10 Calculate posterior

The likelihood is calculated under specific distributional assumptions, namely that discrete nodes follow a multinomial distribution and continuous nodes a normal distribution, with distributional parameters determined by the values of the incoming parent nodes. We call the network structure with its corresponding distributional parameters the posterior.

If only the posterior is of interest then the -calc-posterior option can be used without the need to perform any other analyses. One would probably want to also use the -output-posteriors option to output the posteriors, see section 20.

10.1 Options

The options are as follows:

Option Description Default
-calc-posterior do a task to calculate the posterior
-calc-posterior-name name label the task with a name Task-n
-calc-posterior-network-name network the name of the network to calculate the posterior of previous network (or the default model given by a node for each data variable and no edges if there is no previous network)

10.2 Example

The posterior is calculated by simply using the -calc-posterior option in the parameter file after the data and network has been set up. For example:

#input continuous data
-input-data
-input-data-file example-cts.dat
-input-data-cts

#input discrete data
-input-data
-input-data-file example-discrete.dat
-input-data-discrete

#input SNP data as discrete data
-input-data
-input-data-file example.bed
-input-data-discrete-snp

#input the example network in format 1
-input-network
-input-network-file example-network-format1.dat

#calculate the posterior of the network
-calc-posterior

Note that the network has not been set for the -calc-posterior task as there is only one network, and so by default the most recent network is used.
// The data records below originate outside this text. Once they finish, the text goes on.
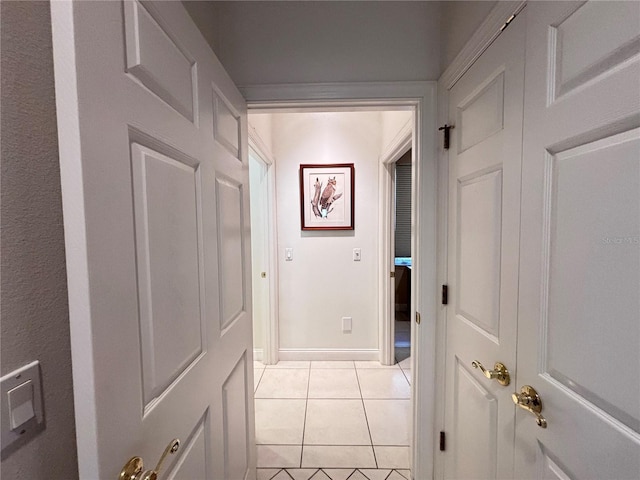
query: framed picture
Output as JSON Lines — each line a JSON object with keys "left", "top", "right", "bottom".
{"left": 299, "top": 163, "right": 355, "bottom": 230}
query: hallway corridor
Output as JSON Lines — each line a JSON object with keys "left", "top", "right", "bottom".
{"left": 254, "top": 360, "right": 412, "bottom": 480}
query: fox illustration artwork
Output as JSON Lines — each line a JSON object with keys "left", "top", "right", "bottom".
{"left": 311, "top": 176, "right": 343, "bottom": 218}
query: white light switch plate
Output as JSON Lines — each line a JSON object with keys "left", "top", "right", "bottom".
{"left": 342, "top": 317, "right": 352, "bottom": 333}
{"left": 1, "top": 361, "right": 43, "bottom": 451}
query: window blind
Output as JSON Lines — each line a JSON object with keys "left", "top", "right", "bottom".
{"left": 395, "top": 163, "right": 412, "bottom": 257}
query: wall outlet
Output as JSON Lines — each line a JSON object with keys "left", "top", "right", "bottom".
{"left": 342, "top": 317, "right": 352, "bottom": 333}
{"left": 353, "top": 248, "right": 361, "bottom": 261}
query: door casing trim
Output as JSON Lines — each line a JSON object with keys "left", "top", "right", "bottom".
{"left": 243, "top": 81, "right": 438, "bottom": 479}
{"left": 248, "top": 130, "right": 279, "bottom": 365}
{"left": 379, "top": 121, "right": 412, "bottom": 366}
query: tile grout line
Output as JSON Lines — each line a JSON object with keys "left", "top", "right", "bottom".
{"left": 299, "top": 363, "right": 312, "bottom": 468}
{"left": 396, "top": 468, "right": 410, "bottom": 480}
{"left": 265, "top": 468, "right": 282, "bottom": 480}
{"left": 347, "top": 469, "right": 365, "bottom": 480}
{"left": 254, "top": 365, "right": 266, "bottom": 394}
{"left": 354, "top": 366, "right": 378, "bottom": 469}
{"left": 258, "top": 443, "right": 407, "bottom": 447}
{"left": 397, "top": 359, "right": 411, "bottom": 387}
{"left": 257, "top": 397, "right": 408, "bottom": 400}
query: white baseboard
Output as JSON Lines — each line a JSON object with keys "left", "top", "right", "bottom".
{"left": 278, "top": 348, "right": 379, "bottom": 361}
{"left": 253, "top": 348, "right": 263, "bottom": 362}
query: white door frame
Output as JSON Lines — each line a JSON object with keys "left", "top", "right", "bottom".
{"left": 379, "top": 121, "right": 413, "bottom": 366}
{"left": 248, "top": 125, "right": 280, "bottom": 365}
{"left": 242, "top": 81, "right": 437, "bottom": 479}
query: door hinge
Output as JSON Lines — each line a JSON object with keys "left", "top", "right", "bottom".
{"left": 438, "top": 124, "right": 454, "bottom": 150}
{"left": 499, "top": 13, "right": 517, "bottom": 32}
{"left": 415, "top": 312, "right": 421, "bottom": 325}
{"left": 439, "top": 431, "right": 446, "bottom": 451}
{"left": 390, "top": 271, "right": 395, "bottom": 278}
{"left": 442, "top": 285, "right": 448, "bottom": 305}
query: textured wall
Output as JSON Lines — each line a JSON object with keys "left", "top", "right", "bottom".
{"left": 0, "top": 1, "right": 78, "bottom": 478}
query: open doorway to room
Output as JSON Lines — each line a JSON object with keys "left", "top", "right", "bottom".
{"left": 247, "top": 106, "right": 418, "bottom": 480}
{"left": 248, "top": 150, "right": 270, "bottom": 364}
{"left": 394, "top": 150, "right": 412, "bottom": 365}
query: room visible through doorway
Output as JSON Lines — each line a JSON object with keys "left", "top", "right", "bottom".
{"left": 247, "top": 107, "right": 416, "bottom": 478}
{"left": 394, "top": 149, "right": 412, "bottom": 364}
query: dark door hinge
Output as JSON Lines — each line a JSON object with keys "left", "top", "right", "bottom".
{"left": 442, "top": 285, "right": 448, "bottom": 305}
{"left": 438, "top": 124, "right": 454, "bottom": 150}
{"left": 440, "top": 431, "right": 446, "bottom": 451}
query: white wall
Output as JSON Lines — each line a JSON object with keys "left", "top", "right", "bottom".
{"left": 0, "top": 1, "right": 78, "bottom": 478}
{"left": 272, "top": 112, "right": 383, "bottom": 353}
{"left": 439, "top": 0, "right": 497, "bottom": 72}
{"left": 185, "top": 1, "right": 442, "bottom": 85}
{"left": 381, "top": 110, "right": 413, "bottom": 152}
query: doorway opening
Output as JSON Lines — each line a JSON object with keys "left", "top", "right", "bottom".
{"left": 242, "top": 80, "right": 435, "bottom": 475}
{"left": 394, "top": 149, "right": 412, "bottom": 365}
{"left": 242, "top": 79, "right": 437, "bottom": 480}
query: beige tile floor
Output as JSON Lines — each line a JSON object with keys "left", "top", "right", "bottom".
{"left": 254, "top": 360, "right": 412, "bottom": 480}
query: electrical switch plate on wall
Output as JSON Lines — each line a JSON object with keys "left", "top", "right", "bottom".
{"left": 1, "top": 361, "right": 44, "bottom": 451}
{"left": 353, "top": 248, "right": 361, "bottom": 261}
{"left": 342, "top": 317, "right": 352, "bottom": 333}
{"left": 285, "top": 248, "right": 293, "bottom": 261}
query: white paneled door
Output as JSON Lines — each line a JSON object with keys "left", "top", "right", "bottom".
{"left": 515, "top": 2, "right": 640, "bottom": 478}
{"left": 51, "top": 1, "right": 254, "bottom": 478}
{"left": 443, "top": 11, "right": 526, "bottom": 479}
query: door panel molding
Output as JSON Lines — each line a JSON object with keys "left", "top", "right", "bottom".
{"left": 123, "top": 0, "right": 197, "bottom": 122}
{"left": 540, "top": 130, "right": 640, "bottom": 434}
{"left": 452, "top": 358, "right": 498, "bottom": 480}
{"left": 548, "top": 1, "right": 640, "bottom": 103}
{"left": 456, "top": 168, "right": 503, "bottom": 340}
{"left": 516, "top": 2, "right": 640, "bottom": 477}
{"left": 166, "top": 410, "right": 211, "bottom": 480}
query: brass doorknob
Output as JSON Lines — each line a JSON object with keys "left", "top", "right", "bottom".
{"left": 119, "top": 438, "right": 180, "bottom": 480}
{"left": 471, "top": 360, "right": 511, "bottom": 386}
{"left": 512, "top": 385, "right": 547, "bottom": 428}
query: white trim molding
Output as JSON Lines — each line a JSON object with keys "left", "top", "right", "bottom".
{"left": 378, "top": 122, "right": 412, "bottom": 366}
{"left": 380, "top": 117, "right": 413, "bottom": 166}
{"left": 278, "top": 349, "right": 379, "bottom": 361}
{"left": 243, "top": 81, "right": 438, "bottom": 480}
{"left": 248, "top": 122, "right": 275, "bottom": 166}
{"left": 241, "top": 81, "right": 435, "bottom": 107}
{"left": 248, "top": 132, "right": 280, "bottom": 366}
{"left": 439, "top": 1, "right": 527, "bottom": 90}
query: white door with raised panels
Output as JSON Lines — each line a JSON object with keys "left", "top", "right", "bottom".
{"left": 51, "top": 1, "right": 254, "bottom": 478}
{"left": 443, "top": 10, "right": 526, "bottom": 479}
{"left": 515, "top": 2, "right": 640, "bottom": 477}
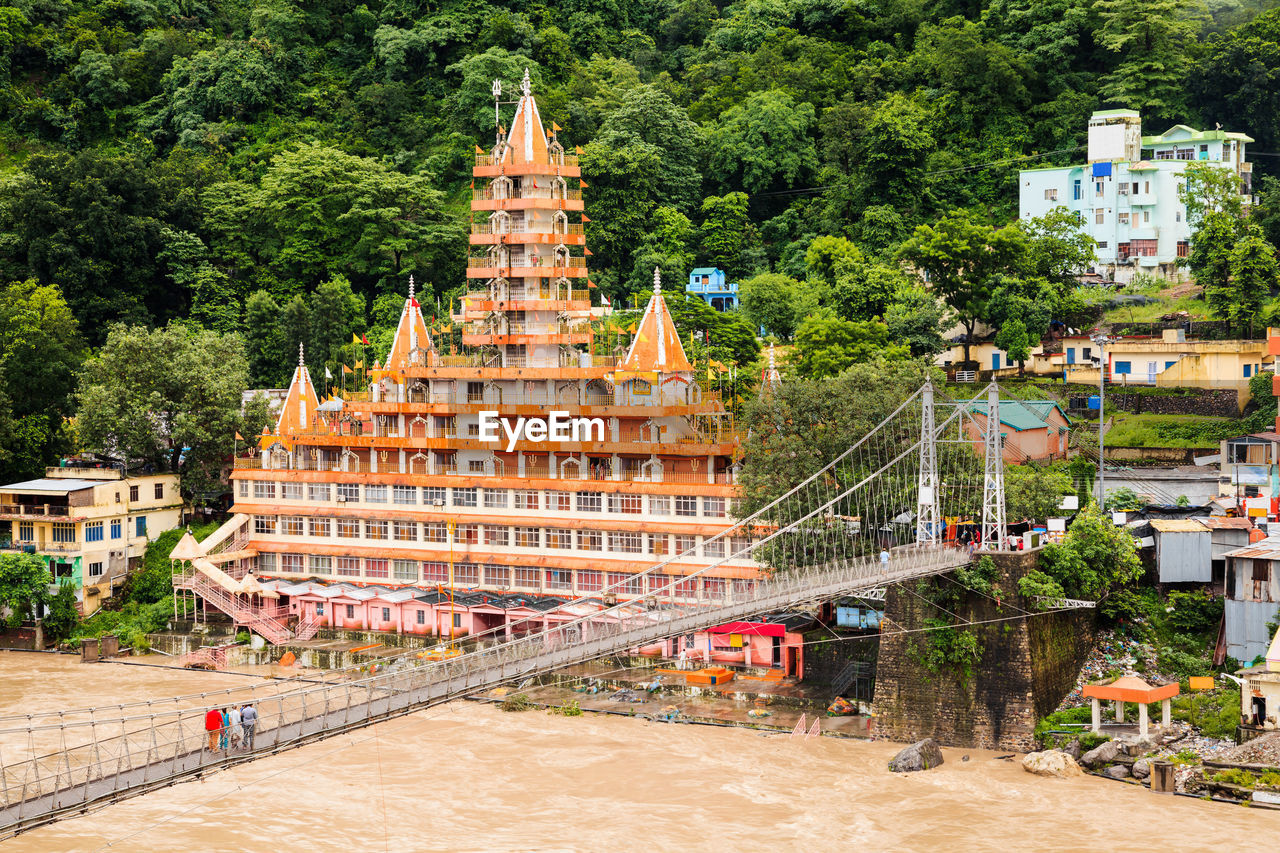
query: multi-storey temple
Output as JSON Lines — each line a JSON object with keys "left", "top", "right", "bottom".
{"left": 176, "top": 73, "right": 763, "bottom": 644}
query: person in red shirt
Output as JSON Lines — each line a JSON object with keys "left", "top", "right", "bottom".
{"left": 205, "top": 707, "right": 223, "bottom": 752}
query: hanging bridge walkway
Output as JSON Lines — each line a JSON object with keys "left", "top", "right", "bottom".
{"left": 0, "top": 380, "right": 1019, "bottom": 837}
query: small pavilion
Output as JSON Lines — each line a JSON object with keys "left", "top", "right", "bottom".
{"left": 1082, "top": 676, "right": 1180, "bottom": 738}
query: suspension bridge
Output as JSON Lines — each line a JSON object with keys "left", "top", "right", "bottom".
{"left": 0, "top": 380, "right": 1033, "bottom": 837}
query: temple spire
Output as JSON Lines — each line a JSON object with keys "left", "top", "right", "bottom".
{"left": 298, "top": 342, "right": 305, "bottom": 366}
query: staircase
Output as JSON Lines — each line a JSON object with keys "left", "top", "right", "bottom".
{"left": 293, "top": 612, "right": 323, "bottom": 642}
{"left": 830, "top": 660, "right": 867, "bottom": 697}
{"left": 174, "top": 566, "right": 293, "bottom": 645}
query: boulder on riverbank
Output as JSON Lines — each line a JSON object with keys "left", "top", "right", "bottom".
{"left": 1131, "top": 758, "right": 1151, "bottom": 779}
{"left": 888, "top": 739, "right": 944, "bottom": 772}
{"left": 1102, "top": 764, "right": 1130, "bottom": 780}
{"left": 1080, "top": 740, "right": 1122, "bottom": 768}
{"left": 1022, "top": 750, "right": 1084, "bottom": 778}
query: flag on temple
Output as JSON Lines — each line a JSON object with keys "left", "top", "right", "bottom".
{"left": 361, "top": 333, "right": 370, "bottom": 345}
{"left": 552, "top": 122, "right": 562, "bottom": 131}
{"left": 475, "top": 145, "right": 484, "bottom": 153}
{"left": 469, "top": 180, "right": 474, "bottom": 189}
{"left": 575, "top": 146, "right": 583, "bottom": 154}
{"left": 355, "top": 359, "right": 364, "bottom": 369}
{"left": 342, "top": 365, "right": 353, "bottom": 374}
{"left": 601, "top": 294, "right": 611, "bottom": 308}
{"left": 410, "top": 296, "right": 420, "bottom": 309}
{"left": 325, "top": 366, "right": 333, "bottom": 379}
{"left": 584, "top": 248, "right": 593, "bottom": 256}
{"left": 579, "top": 179, "right": 589, "bottom": 189}
{"left": 352, "top": 333, "right": 360, "bottom": 345}
{"left": 531, "top": 177, "right": 538, "bottom": 188}
{"left": 588, "top": 280, "right": 597, "bottom": 289}
{"left": 235, "top": 432, "right": 244, "bottom": 441}
{"left": 581, "top": 214, "right": 592, "bottom": 222}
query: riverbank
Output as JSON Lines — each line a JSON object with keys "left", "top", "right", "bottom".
{"left": 1, "top": 652, "right": 1276, "bottom": 851}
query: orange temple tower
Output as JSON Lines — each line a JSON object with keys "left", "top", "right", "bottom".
{"left": 213, "top": 71, "right": 754, "bottom": 637}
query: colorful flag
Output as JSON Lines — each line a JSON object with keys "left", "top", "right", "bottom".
{"left": 475, "top": 145, "right": 484, "bottom": 154}
{"left": 325, "top": 366, "right": 333, "bottom": 379}
{"left": 552, "top": 121, "right": 562, "bottom": 131}
{"left": 342, "top": 365, "right": 353, "bottom": 374}
{"left": 584, "top": 248, "right": 593, "bottom": 256}
{"left": 588, "top": 280, "right": 597, "bottom": 289}
{"left": 352, "top": 333, "right": 360, "bottom": 345}
{"left": 234, "top": 432, "right": 244, "bottom": 441}
{"left": 581, "top": 214, "right": 592, "bottom": 223}
{"left": 601, "top": 294, "right": 611, "bottom": 308}
{"left": 355, "top": 359, "right": 364, "bottom": 369}
{"left": 579, "top": 179, "right": 589, "bottom": 189}
{"left": 361, "top": 333, "right": 370, "bottom": 346}
{"left": 411, "top": 297, "right": 420, "bottom": 309}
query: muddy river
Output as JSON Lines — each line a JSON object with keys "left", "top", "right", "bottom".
{"left": 0, "top": 652, "right": 1273, "bottom": 851}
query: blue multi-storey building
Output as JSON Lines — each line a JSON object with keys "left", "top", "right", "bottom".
{"left": 686, "top": 267, "right": 739, "bottom": 311}
{"left": 1019, "top": 109, "right": 1253, "bottom": 282}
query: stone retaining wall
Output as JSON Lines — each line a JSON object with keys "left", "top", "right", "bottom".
{"left": 872, "top": 550, "right": 1096, "bottom": 751}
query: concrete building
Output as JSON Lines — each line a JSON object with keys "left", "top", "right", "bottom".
{"left": 964, "top": 399, "right": 1072, "bottom": 463}
{"left": 686, "top": 267, "right": 738, "bottom": 311}
{"left": 1019, "top": 109, "right": 1253, "bottom": 282}
{"left": 183, "top": 74, "right": 762, "bottom": 643}
{"left": 1239, "top": 628, "right": 1280, "bottom": 732}
{"left": 0, "top": 467, "right": 183, "bottom": 614}
{"left": 1056, "top": 330, "right": 1268, "bottom": 400}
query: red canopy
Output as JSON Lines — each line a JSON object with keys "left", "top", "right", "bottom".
{"left": 707, "top": 621, "right": 785, "bottom": 638}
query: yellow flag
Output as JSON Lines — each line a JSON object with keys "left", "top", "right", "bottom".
{"left": 552, "top": 121, "right": 562, "bottom": 131}
{"left": 355, "top": 359, "right": 364, "bottom": 369}
{"left": 352, "top": 333, "right": 360, "bottom": 344}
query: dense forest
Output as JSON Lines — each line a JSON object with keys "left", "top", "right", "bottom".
{"left": 3, "top": 0, "right": 1280, "bottom": 491}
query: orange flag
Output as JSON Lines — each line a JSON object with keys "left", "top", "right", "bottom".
{"left": 584, "top": 248, "right": 593, "bottom": 256}
{"left": 342, "top": 365, "right": 353, "bottom": 374}
{"left": 582, "top": 214, "right": 592, "bottom": 223}
{"left": 579, "top": 179, "right": 589, "bottom": 189}
{"left": 588, "top": 280, "right": 598, "bottom": 289}
{"left": 575, "top": 146, "right": 583, "bottom": 154}
{"left": 552, "top": 121, "right": 562, "bottom": 131}
{"left": 475, "top": 145, "right": 484, "bottom": 154}
{"left": 235, "top": 432, "right": 244, "bottom": 441}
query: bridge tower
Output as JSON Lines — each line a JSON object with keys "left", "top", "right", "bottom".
{"left": 915, "top": 379, "right": 940, "bottom": 544}
{"left": 980, "top": 382, "right": 1007, "bottom": 550}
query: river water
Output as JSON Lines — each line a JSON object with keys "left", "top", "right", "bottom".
{"left": 1, "top": 652, "right": 1273, "bottom": 851}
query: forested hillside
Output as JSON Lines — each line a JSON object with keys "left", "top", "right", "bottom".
{"left": 2, "top": 0, "right": 1280, "bottom": 488}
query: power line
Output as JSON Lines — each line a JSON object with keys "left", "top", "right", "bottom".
{"left": 752, "top": 146, "right": 1087, "bottom": 198}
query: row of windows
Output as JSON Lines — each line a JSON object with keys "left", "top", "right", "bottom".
{"left": 260, "top": 553, "right": 755, "bottom": 596}
{"left": 17, "top": 517, "right": 146, "bottom": 546}
{"left": 242, "top": 482, "right": 729, "bottom": 517}
{"left": 254, "top": 515, "right": 752, "bottom": 559}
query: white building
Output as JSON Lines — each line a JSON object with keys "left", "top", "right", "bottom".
{"left": 1019, "top": 109, "right": 1253, "bottom": 282}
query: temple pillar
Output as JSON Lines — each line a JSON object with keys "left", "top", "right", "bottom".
{"left": 1115, "top": 700, "right": 1124, "bottom": 723}
{"left": 1162, "top": 698, "right": 1172, "bottom": 727}
{"left": 1138, "top": 702, "right": 1149, "bottom": 739}
{"left": 1091, "top": 698, "right": 1101, "bottom": 734}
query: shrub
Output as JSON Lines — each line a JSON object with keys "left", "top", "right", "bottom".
{"left": 1165, "top": 589, "right": 1223, "bottom": 635}
{"left": 500, "top": 692, "right": 533, "bottom": 712}
{"left": 1214, "top": 769, "right": 1256, "bottom": 788}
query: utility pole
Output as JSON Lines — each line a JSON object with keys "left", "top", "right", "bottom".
{"left": 1092, "top": 334, "right": 1111, "bottom": 508}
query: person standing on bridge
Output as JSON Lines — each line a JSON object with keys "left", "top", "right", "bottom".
{"left": 880, "top": 548, "right": 889, "bottom": 564}
{"left": 218, "top": 707, "right": 231, "bottom": 752}
{"left": 241, "top": 703, "right": 257, "bottom": 750}
{"left": 205, "top": 706, "right": 223, "bottom": 752}
{"left": 228, "top": 704, "right": 243, "bottom": 749}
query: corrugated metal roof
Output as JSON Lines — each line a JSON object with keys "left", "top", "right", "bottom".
{"left": 1223, "top": 537, "right": 1280, "bottom": 559}
{"left": 0, "top": 478, "right": 103, "bottom": 494}
{"left": 1201, "top": 517, "right": 1255, "bottom": 530}
{"left": 1150, "top": 519, "right": 1209, "bottom": 533}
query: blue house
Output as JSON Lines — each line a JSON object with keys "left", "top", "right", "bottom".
{"left": 686, "top": 267, "right": 739, "bottom": 311}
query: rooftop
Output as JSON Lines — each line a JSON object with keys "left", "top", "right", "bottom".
{"left": 0, "top": 478, "right": 103, "bottom": 494}
{"left": 1149, "top": 519, "right": 1209, "bottom": 533}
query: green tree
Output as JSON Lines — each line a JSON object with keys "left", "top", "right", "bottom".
{"left": 898, "top": 212, "right": 1031, "bottom": 364}
{"left": 310, "top": 274, "right": 364, "bottom": 369}
{"left": 884, "top": 288, "right": 949, "bottom": 358}
{"left": 76, "top": 322, "right": 250, "bottom": 502}
{"left": 791, "top": 312, "right": 910, "bottom": 379}
{"left": 0, "top": 280, "right": 85, "bottom": 481}
{"left": 1005, "top": 464, "right": 1073, "bottom": 521}
{"left": 1189, "top": 211, "right": 1246, "bottom": 330}
{"left": 1229, "top": 227, "right": 1279, "bottom": 338}
{"left": 43, "top": 581, "right": 80, "bottom": 643}
{"left": 994, "top": 318, "right": 1031, "bottom": 373}
{"left": 1038, "top": 501, "right": 1143, "bottom": 600}
{"left": 244, "top": 290, "right": 286, "bottom": 388}
{"left": 1183, "top": 161, "right": 1245, "bottom": 228}
{"left": 699, "top": 193, "right": 755, "bottom": 279}
{"left": 739, "top": 272, "right": 802, "bottom": 340}
{"left": 596, "top": 85, "right": 703, "bottom": 212}
{"left": 0, "top": 553, "right": 51, "bottom": 628}
{"left": 707, "top": 89, "right": 816, "bottom": 194}
{"left": 1094, "top": 0, "right": 1203, "bottom": 118}
{"left": 581, "top": 139, "right": 665, "bottom": 297}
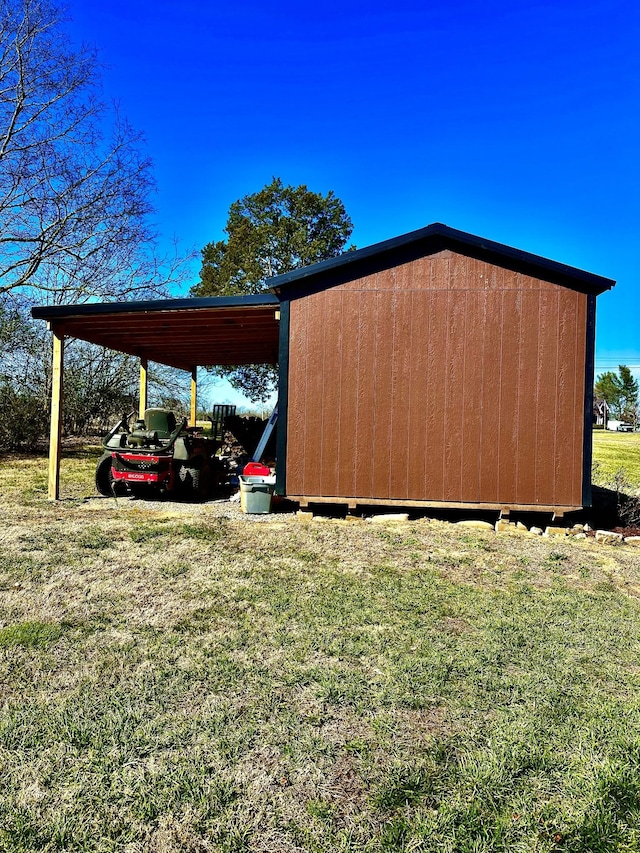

This parameter file, paras-calc-post.txt, can be found in example.zip and produces the following output:

BayesNetty: Bayesian Network software, v1.00
--------------------------------------------------
Copyright 2015-present Richard Howey, GNU General Public License, v3
Institute of Genetic Medicine, Newcastle University

Random seed: 1551697290
--------------------------------------------------
Task name: Task-1
Loading data
Continuous data file: example-cts.dat
Number of ID columns: 2
Including (all) 2 variables in analysis
Each variable has 1500 data entries
Missing value: not set
--------------------------------------------------
--------------------------------------------------
Task name: Task-2
Loading data
Discrete data file: example-discrete.dat
Number of ID columns: 2
Including the 1 and only variable in analysis
Each variable has 1500 data entries
Missing value: NA
--------------------------------------------------
--------------------------------------------------
Task name: Task-3
Loading data
SNP binary data file: example.bed
SNP data treated as discrete data
Total number of SNPs: 2
Total number of subjects: 1500
Number of ID columns: 2
Including (all) 2 variables in analysis
Each variable has 1500 data entries
--------------------------------------------------
--------------------------------------------------
Task name: Task-4
Loading network
Network file: example-network-format1.dat
Network type: bnlearn
Network score type: BIC
Total number of nodes: 5 (Discrete: 3 | Factor: 0 | Continuous: 2)
Total number of edges: 4
Network Structure: [mood][rs1][rs2][pheno|rs1:rs2][express|pheno:mood]
Total data at each node: 1495
Missing data at each node: 5
--------------------------------------------------
--------------------------------------------------
Task name: Task-5
Calculating posterior
Network: Task-4
Network Structure: [mood][rs1][rs2][pheno|rs1:rs2][express|pheno:mood]
--------------------------------------------------

Run time: less than one second

For an example of calculating and outputting the posterior to file, see section 20.2.